Earn 5 XP


Chunking

Now, let's explore Chunking strategies within the RAG pipeline and methods to optimize them. So, what exactly is Chunking?

Imagine providing a PDF book to someone to summarize its key concepts. However, you discover that this person recalls mainly the concepts from the book's final chapters and not much from the earlier ones. This situation is common for all of us. Without revisiting concepts, it's challenging to remember them, especially if we consume a significant amount of information afterward. This memory timeframe is known as a context window or context length. Similarly, LLMs also have a context length, beyond which they struggle to retain information.

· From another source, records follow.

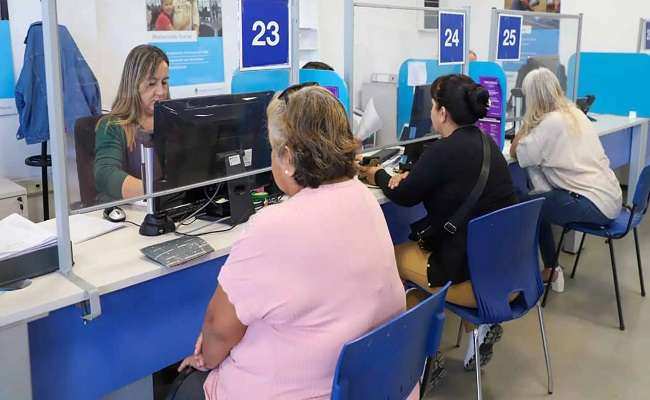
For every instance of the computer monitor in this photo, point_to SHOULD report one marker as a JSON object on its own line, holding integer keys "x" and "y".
{"x": 196, "y": 140}
{"x": 420, "y": 122}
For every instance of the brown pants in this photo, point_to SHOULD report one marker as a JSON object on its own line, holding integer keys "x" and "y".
{"x": 412, "y": 264}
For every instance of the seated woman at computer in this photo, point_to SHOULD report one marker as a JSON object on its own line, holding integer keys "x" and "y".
{"x": 442, "y": 179}
{"x": 119, "y": 133}
{"x": 566, "y": 162}
{"x": 308, "y": 274}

To address this challenge, we use text-splitting. This technique involves dividing the entire text corpus into smaller segments. These segments are sized to fit within the context window of the LLM we intend to use. In short, the length of the segments is reduced to be smaller than the context length of the LLM.

Screenshot 2024-06-26 at 1.44.47 PM.png
But how should we chunk a large text?

Consider the paragraph below:

“Nature is like a big playground! where animals, birds, and insects live and play together. Imagine a beautiful forest with tall trees where birds sing songs all day. There are animals like - squirrels who jump from tree to tree, and rabbits who hop around in the grass.”

Consider splitting the text at regular intervals of each character. This approach involves breaking the text into chunks once a certain threshold is reached, and continuing this process. By following this strategy, the chunked text will appear as follows:

“Nature is like a big
playground! where a
nimals, birds, and i
nsects live and play
together. Imagine a
beautiful forest wi
th tall trees where
birds sing songs all
day. There are anim
als like - squirrels
who jump from tree
to tree, and rabbits who hop around in t he grass.”

Here, every line is a chunk. It's obvious that each chunk fails to capture the complete context after abruptly ending the chunk every time, which could lead to confusion for the LLM during the retrieval process. Consequently, our LLM might generate irrelevant results.

Now, let's consider chunking the text based on punctuation marks. Whenever a punctuation mark such as ',', '.', '-', etc. appears, the text is split accordingly. Applying this method yields the following chunked text:

“Nature is like a big playground!
where animals,
birds,
and insects live and play together.
Imagine a beautiful forest with tall trees
where birds sing songs all day.
There are animals like -
squirrels who jump from tree to tree,
and rabbits who hop around in the grass.”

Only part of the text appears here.